Winning a Computing Vendor Excellence Award a 'tremendous endorsement', says Good Technology

Good Technology believes accolade is also 'a recognition that the Internet of Things is becoming serious stuff'

"Winning a Computing Vendor Excellence Award is a tremendous endorsement for us," says Phil Barnett (pictured above), vice president of global sales at Good Technology, after scooping the Mobile Management Award for its Good Management Suite software in 2015's inaugural awards.

"It always feels good to be recognised, but I think the whole secure mobility piece is coming of age at the moment - there's been a lot of posturing for quite a while. People were planning to do things but hadn't always [followed through]," says Barnett.
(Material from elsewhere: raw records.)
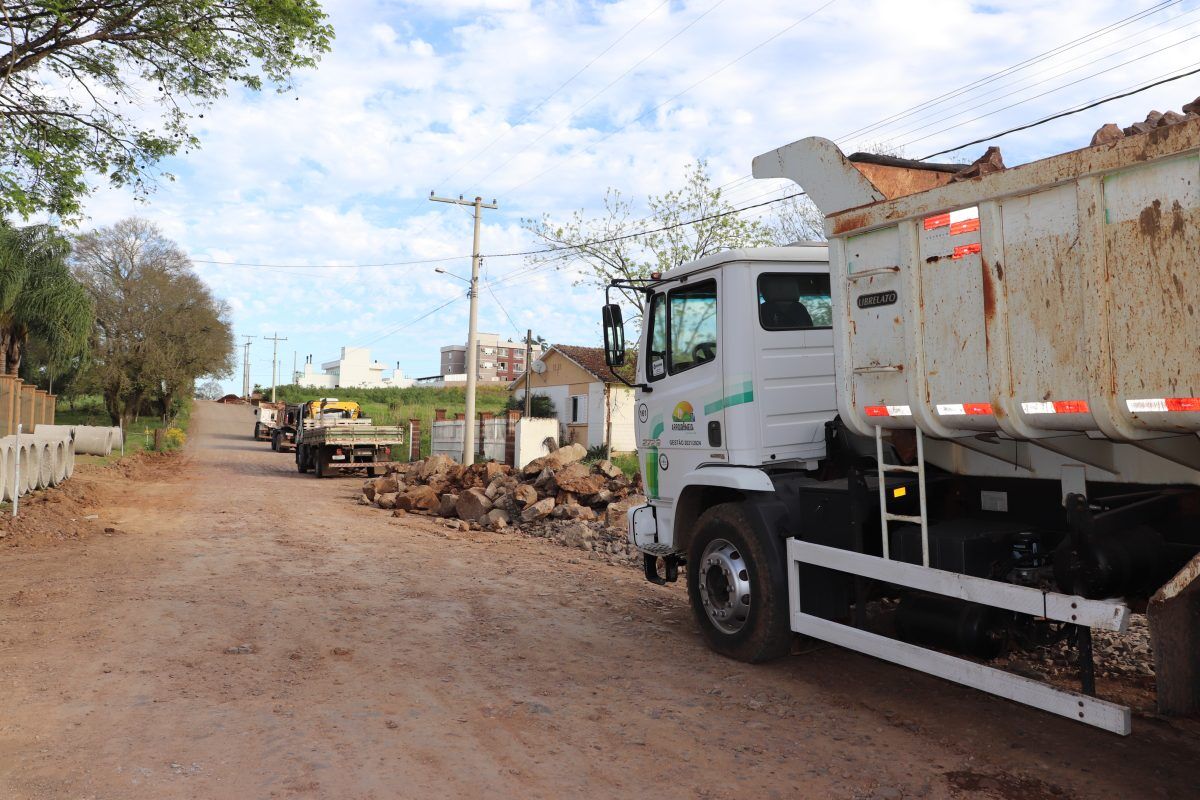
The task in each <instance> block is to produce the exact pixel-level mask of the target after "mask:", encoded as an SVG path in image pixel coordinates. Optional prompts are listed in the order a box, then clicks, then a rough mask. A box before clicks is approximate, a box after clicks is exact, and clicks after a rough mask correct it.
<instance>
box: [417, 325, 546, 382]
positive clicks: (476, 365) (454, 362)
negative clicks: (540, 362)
mask: <svg viewBox="0 0 1200 800" xmlns="http://www.w3.org/2000/svg"><path fill="white" fill-rule="evenodd" d="M475 336H476V338H478V341H479V359H478V361H476V366H478V372H476V379H478V380H479V383H481V384H511V383H512V381H514V380H516V379H517V378H520V377H521V375H522V374H524V369H526V365H524V342H506V341H502V339H500V337H499V335H498V333H476V335H475ZM542 353H544V349H542V347H541V345H540V344H534V345H533V357H534V360H536V359H538V357H540V356H541V354H542ZM440 375H442V380H440V381H439V383H443V384H451V385H452V384H458V383H463V384H464V383H467V345H466V344H450V345H448V347H444V348H442V369H440Z"/></svg>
"It's now about apps and people getting real value out of them. That's really starting to happen now. It's not just email, people are starting to use mobility [solutions] to run their businesses. But [the award] is also a recognition that the Internet of Things is becoming serious stuff, and people can run their businesses on it."
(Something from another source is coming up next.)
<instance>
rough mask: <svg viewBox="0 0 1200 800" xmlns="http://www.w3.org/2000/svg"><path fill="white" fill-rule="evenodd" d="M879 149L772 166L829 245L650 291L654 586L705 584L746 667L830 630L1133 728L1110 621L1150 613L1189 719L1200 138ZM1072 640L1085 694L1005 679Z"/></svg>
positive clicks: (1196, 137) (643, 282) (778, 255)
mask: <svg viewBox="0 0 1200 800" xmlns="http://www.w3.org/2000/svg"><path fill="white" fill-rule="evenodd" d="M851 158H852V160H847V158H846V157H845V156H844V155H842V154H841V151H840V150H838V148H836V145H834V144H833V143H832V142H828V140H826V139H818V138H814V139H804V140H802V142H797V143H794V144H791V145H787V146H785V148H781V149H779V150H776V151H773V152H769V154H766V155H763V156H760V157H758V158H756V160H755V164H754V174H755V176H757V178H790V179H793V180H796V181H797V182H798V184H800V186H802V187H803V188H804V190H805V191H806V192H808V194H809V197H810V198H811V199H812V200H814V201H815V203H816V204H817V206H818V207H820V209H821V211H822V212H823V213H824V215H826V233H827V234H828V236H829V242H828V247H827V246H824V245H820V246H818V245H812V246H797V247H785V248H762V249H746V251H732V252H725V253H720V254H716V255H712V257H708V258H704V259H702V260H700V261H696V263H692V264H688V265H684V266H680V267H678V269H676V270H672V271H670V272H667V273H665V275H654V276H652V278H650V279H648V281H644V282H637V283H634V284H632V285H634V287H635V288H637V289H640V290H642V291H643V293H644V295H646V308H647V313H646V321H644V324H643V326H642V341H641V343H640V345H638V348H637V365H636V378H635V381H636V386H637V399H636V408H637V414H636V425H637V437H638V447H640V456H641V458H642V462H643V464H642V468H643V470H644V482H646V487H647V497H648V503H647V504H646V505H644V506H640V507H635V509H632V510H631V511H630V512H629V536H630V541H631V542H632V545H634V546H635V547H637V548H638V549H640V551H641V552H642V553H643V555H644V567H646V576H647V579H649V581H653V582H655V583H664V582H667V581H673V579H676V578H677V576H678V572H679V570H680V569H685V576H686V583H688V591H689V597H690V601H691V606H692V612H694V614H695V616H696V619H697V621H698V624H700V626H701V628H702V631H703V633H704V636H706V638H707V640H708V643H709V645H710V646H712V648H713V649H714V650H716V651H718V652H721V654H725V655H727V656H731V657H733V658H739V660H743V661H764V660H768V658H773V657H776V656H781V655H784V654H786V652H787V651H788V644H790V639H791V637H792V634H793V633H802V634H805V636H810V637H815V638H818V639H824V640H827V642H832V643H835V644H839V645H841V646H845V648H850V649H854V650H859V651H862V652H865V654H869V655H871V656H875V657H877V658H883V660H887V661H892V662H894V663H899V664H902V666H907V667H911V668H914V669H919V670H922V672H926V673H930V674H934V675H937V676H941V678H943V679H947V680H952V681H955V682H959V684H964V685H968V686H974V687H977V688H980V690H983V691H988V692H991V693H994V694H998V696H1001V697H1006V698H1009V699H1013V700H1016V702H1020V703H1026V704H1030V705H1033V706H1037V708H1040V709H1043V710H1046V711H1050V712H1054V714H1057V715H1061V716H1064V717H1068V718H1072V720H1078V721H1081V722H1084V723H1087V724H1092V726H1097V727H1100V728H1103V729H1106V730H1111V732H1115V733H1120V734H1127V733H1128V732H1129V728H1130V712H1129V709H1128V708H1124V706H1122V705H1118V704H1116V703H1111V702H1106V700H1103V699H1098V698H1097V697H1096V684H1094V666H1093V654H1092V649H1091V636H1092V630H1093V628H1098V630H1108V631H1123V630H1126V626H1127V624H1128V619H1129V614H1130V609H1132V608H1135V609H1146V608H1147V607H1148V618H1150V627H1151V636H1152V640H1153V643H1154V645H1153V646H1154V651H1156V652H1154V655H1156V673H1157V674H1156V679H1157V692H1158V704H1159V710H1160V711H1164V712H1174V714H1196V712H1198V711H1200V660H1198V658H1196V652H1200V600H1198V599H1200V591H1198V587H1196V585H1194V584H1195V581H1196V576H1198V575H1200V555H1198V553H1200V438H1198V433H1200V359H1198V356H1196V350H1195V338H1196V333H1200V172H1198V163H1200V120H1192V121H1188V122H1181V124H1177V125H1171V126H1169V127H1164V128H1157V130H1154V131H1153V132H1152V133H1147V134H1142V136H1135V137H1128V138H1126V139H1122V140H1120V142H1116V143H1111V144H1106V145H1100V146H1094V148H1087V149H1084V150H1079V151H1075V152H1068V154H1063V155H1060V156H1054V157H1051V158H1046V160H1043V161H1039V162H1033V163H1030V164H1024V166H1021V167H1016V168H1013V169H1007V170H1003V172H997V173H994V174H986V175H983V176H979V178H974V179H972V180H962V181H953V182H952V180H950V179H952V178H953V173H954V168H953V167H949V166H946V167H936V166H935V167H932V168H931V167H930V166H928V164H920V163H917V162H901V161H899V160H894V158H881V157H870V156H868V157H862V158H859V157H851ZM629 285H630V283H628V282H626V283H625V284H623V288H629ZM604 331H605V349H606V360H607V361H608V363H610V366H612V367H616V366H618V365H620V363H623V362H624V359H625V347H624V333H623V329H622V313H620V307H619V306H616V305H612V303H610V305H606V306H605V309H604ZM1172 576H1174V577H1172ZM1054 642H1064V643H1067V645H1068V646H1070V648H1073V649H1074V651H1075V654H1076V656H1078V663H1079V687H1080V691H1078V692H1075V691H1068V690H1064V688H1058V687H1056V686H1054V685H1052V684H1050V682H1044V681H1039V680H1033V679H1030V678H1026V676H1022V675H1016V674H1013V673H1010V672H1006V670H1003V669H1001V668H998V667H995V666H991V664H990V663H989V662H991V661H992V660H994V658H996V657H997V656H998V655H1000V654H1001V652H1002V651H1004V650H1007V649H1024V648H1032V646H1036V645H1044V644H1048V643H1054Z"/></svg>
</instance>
Barnett is enthused by how businesses are starting to find all manner of use cases for the sort of technology Good offers. For example, Barnett has seen growing interest in health and safety apps within the energy and utilities sector.

"If someone comes up to a piece of high-voltage equipment in a field that they're not familiar with, they can watch a tutorial video," he says, "so [mobility] is not just about sales and ordering - companies are starting to [invest in] a set of apps and workflow that works for them. And the numbers stack up - if you issue iPads to everyone, you can drive efficiency and get pay-back in months."

But with bigger deployments comes a greater focus on cost. This is where Barnett also believes Good has the edge over its competitors.

"People in IT operations are looking at [Good] and seeing, for example, Good For Enterprise running on a handful of Apple phones," he explains. "But now that's starting to proliferate across the organisation - maybe in BYOD - and they're starting to look at it and ask how the management of the solution won't run away with cost.

"People are worried about that at the moment. The last four presentations where we did executive briefings, every single one said maybe [a mobility drive] was a billion dollars off the IT budget. So if you start hitting a lot of devices and apps and new users, you need to learn how to control cost."

Barnett flags up Good's acquisition of mobile service management firm BoxTone, which was completed back in May 2014. Quite apart from sucking up a company that had been starting to seriously collaborate with BlackBerry (which is "still very much the competition", admits Barnett) just as the smartphone maker began to reshape itself as a mobile device management company, Barnett feels the company's resources have really helped strengthen the Good proposition in terms of provisioning and keeping costs down.

The next target for Good, however, is tackling what's becoming known as the "split bill" phenomenon, as enterprises look for easier ways to compensate staff when they use their own devices for work.

"A lot of companies were talking about paying a stipend, but then you pay it into salary and you've lost a lot of money to government," says Barnett. "So now we can measure the data usage by organisation, we can measure that and the volume, work out the deal, and the organisation can pay that bill directly."

He explains how data can also be measured, but "the complicated bit is working that out with the carriers".

"We made an announcement about [split billing] at the end of July and lots of people are very interested. What we're doing at the moment is launching the proper service at the end of the quarter, but we have friendly customers and carriers, and this will help people sympathise with, and move forward with, BYOD."